Do you have to decorate your pen?


----------



## Kittenfostermummy (Jul 25, 2011)

I don't think it is compulsory but there is a yearly competition for the best 'dressed' pen and each year there is a different theme. There is always a little unhappiness though from people as they seem to start judging the pens before people have been given chance to set them up and so it is not really that fair.


----------



## jo-pop (May 27, 2011)

Decorated pens sound like a huge stress to me


----------



## Durhamchance (Aug 2, 2012)

jo-pop said:


> Decorated pens sound like a huge stress to me


Me too! I have decorated pens before when I showed the boys. I did an F1 theme once with curtains made from checkered flag fabric!!

The theme for this year is Diamonds are forever and it's not inspiring me!  and I'll be 7 months pregnant when we go and could do without the hastle....

But...

If everybody else does it, I'll feel daft being the one with the plain pen...


----------



## rcmadd (Feb 6, 2011)

you dont have to decorate the pen.. just chuck some curtains up..


----------



## carly87 (Feb 11, 2011)

Ooooo! Are you going then?

You don't have to decorate it. Lots of people just put some drapes up and leave it at that. Decorating is a humungus stress. I'm only considering it as I'm showing only 1 this year, so it won't be as bad as last year when I had 2!


----------



## Durhamchance (Aug 2, 2012)

Yes, we're planning on going! 

I used to make my own drapes, so I am capeable, but I now don't have a sewing machine. I've been looking at the sites where you can buy them (drapes), but I think OH would have a dicky fit if I spent that much money on decoration for the cat pen...
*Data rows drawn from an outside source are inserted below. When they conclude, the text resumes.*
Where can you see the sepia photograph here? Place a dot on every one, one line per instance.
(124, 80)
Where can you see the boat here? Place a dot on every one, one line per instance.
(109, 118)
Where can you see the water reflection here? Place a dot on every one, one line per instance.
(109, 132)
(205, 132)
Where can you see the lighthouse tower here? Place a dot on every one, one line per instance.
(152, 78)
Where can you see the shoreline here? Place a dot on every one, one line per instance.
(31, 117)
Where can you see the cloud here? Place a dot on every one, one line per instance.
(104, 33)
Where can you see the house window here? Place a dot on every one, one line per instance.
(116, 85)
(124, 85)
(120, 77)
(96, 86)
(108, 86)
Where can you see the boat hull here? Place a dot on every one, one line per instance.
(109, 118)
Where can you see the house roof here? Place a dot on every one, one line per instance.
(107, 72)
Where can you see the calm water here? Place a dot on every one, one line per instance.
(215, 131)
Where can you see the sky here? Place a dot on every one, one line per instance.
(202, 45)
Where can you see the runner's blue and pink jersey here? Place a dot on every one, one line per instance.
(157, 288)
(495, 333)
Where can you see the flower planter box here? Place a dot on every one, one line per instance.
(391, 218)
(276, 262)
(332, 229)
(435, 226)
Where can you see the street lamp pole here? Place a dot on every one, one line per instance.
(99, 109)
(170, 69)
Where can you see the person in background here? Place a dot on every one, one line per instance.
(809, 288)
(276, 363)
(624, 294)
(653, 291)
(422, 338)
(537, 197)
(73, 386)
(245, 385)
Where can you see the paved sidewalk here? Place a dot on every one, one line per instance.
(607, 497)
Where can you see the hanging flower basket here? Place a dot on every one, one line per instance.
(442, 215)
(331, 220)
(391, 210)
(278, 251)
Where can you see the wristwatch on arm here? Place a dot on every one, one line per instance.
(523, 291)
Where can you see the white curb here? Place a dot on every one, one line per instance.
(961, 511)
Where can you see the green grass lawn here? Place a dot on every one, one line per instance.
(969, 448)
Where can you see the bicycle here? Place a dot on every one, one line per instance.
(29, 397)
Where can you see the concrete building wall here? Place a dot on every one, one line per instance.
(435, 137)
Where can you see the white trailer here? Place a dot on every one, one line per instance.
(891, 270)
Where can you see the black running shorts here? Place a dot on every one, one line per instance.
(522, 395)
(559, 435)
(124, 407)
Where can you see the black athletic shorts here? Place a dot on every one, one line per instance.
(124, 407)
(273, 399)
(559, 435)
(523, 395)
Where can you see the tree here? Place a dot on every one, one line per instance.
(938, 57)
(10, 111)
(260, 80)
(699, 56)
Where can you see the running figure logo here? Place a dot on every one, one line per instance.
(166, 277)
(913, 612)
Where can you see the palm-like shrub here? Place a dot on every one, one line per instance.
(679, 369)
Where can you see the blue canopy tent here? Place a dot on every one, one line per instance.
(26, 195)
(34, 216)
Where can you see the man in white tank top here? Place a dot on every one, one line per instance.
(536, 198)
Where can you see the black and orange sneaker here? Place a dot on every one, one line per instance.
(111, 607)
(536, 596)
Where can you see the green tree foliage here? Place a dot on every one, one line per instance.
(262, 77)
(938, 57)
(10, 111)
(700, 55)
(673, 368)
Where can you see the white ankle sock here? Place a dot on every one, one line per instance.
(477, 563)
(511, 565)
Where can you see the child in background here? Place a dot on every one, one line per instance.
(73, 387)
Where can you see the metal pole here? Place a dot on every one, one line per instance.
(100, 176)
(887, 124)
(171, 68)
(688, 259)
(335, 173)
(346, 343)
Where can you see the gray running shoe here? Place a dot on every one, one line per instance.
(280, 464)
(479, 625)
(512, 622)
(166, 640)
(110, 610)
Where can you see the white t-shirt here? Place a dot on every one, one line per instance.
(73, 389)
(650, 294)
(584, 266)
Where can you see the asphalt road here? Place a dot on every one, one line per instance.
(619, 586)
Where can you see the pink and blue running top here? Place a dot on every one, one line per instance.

What do the rest of you do?


----------



## rcmadd (Feb 6, 2011)

we are just putting drapes up... not bothering with the decorating this year.


----------



## Alaskacat (Aug 2, 2010)

Me too, drapes not decorating. I quite fancied a bit of bling but spent a fortune on drapes last year and really want to use them again.


----------



## Durhamchance (Aug 2, 2012)

I might have sorted my sewing machine problem  There is a small sewing shop in my town that lets you hire machines by the hour. I will buy my fabric, cut it to shape and tack in place. Then I just need to sew the hems and its done 

Now decisions, decisions.... would Darcy suit baby pink or rich purple satin??


----------



## rcmadd (Feb 6, 2011)

purple....:thumbup:

my wife is making ours this year.. we bought last year.. still got them.


----------



## Durhamchance (Aug 2, 2012)

Wow! thats fab  I think you might be right with the purple- as she is light coloured she will suit a darker colour :idea:


----------



## Cookieandme (Dec 29, 2011)

I noticed a pen with those curtains on Saturday, to be honest I thought it looks naff . 

I would rather look at the nice kitty than gaudy drapes


----------



## carolmanycats (May 18, 2009)

I did one decorated pen last year but that was the first I had done for many years and we usually just use drapes that show off the cat to its best.


----------



## ellabella123 (Aug 7, 2011)

Hi
I just love your drapes


----------



## juju169 (Nov 29, 2010)

Hi I think M F Penning are doing all the pens this year, so they don't look too bad undecorated, unlike the silver/tin ones that look so cold, but I'd go for some really nice drapes


----------



## Durhamchance (Aug 2, 2012)

I'm going to hire a machine and make some :thumbup: Might throw some diamonds about to try and follow the theme too..


----------



## ellabella123 (Aug 7, 2011)

Im soo excited, my 2 sets of drapes arrived yesterday and i just luv them.
I am going with theme for one set and the other i have had made with my cats prefix embroidered on front - looks lovely and i will use again and again, just ring changes wth accessories .
I am getting so excited now getting the drapes makes it all seem more real.
ellabella123


----------